Quand une section féminine commence à ressembler à un dossier qui s’enlise, ce n’est pas seulement un problème de résultats. C’est un problème de cadre. Et à l’ASSE, le cadre doit être solide. Parce que les joueuses ne sont pas des variables d’ajustement. Elles sont le cœur du projet.
Les éléments qui circulent ces derniers jours mettent en lumière une inquiétude majeure: la gouvernance et la manière dont l’environnement est géré. On parle de décisions sportives qui auraient été vécues comme des mises à l’écart, de changements en cours de saison, et d’un climat qui aurait abîmé des trajectoires. Le point le plus sensible, c’est que le débat ne porte pas uniquement sur le “niveau” ou sur “qui a tort”. Il porte sur la protection, la considération, et la capacité du club à traiter ses cadres avec sérieux.
Dans ce contexte, certaines informations sont difficiles à qualifier avec certitude à partir des seuls éléments disponibles. Il est question de harcèlement numérique et de traitements contestables évoqués dans un article relayé par des supporters.

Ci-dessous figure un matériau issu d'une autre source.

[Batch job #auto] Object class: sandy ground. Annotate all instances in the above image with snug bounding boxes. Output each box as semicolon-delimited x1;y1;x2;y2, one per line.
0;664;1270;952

Le niveau d’information est donc probable mais pas vérifié dans le détail ici. Ce qui, en revanche, ne fait pas débat: si des joueuses ont subi des pressions, le club doit agir avec une rigueur totale, et pas avec des réponses floues.
Le cas de Morgane Belkhiter est au centre du récit. Elle aurait annoncé son départ sur les réseaux et exprimé avoir “règlé ses comptes”, ce qui laisse entendre une souffrance réelle. Le niveau de certitude sur les faits précis reste incertain, mais la tonalité est claire: elle ne parle pas d’un simple désaccord sportif. Lisa Martinez est aussi citée dans les mêmes discussions, notamment autour d’un traitement jugé contestable. Là encore, le détail des faits est incertain, mais la question de fond est la même: comment une section peut-elle laisser s’installer un sentiment de mise au placard?
Ce qui rend la situation encore plus explosive, c’est la question de la structure. On évoque une association, des rôles qui ne seraient pas alignés avec la gouvernance sportive attendue, et une influence limitée de certains acteurs. Sans entrer dans des mécanismes juridiques trop techniques, l’idée est simple: si la responsabilité est diluée, la protection des joueuses devient une zone grise. Et une zone grise, dans le sport, finit toujours par coûter cher.
Le club ne peut pas se contenter d’attendre que “ça se tasse”. À l’ASSE, la tradition, c’est aussi de savoir se remettre en question quand ça dérape. Et là, ça dérape sur l’humain. Les résultats, eux, suivent souvent. Quand l’environnement se dégrade, l’équipe perd de l’énergie. Et quand l’équipe perd de l’énergie, elle perd des matchs. C’est mécanique.
Ce qu’on attend d’une direction, c’est une clarification rapide: qui décide, qui arbitre, qui protège, et comment. Pas une communication de circonstance. Une ligne. Et des actes. Si des tensions existent, elles doivent être traitées avec des procédures, des garanties, et une transparence adaptée. Pas avec des silences qui nourrissent les rumeurs.
La section féminine mérite mieux que des explications à demi-mot. Elle mérite un cadre où l’on peut travailler, progresser, et jouer sans craindre d’être “rangée” quand on ne rentre pas dans le plan du moment. L’ASSE a une histoire. Qu’elle serve aussi à construire un présent digne. Sinon, autant changer de nom: on ne serait plus dans le football. On serait dans la gestion de crise permanente.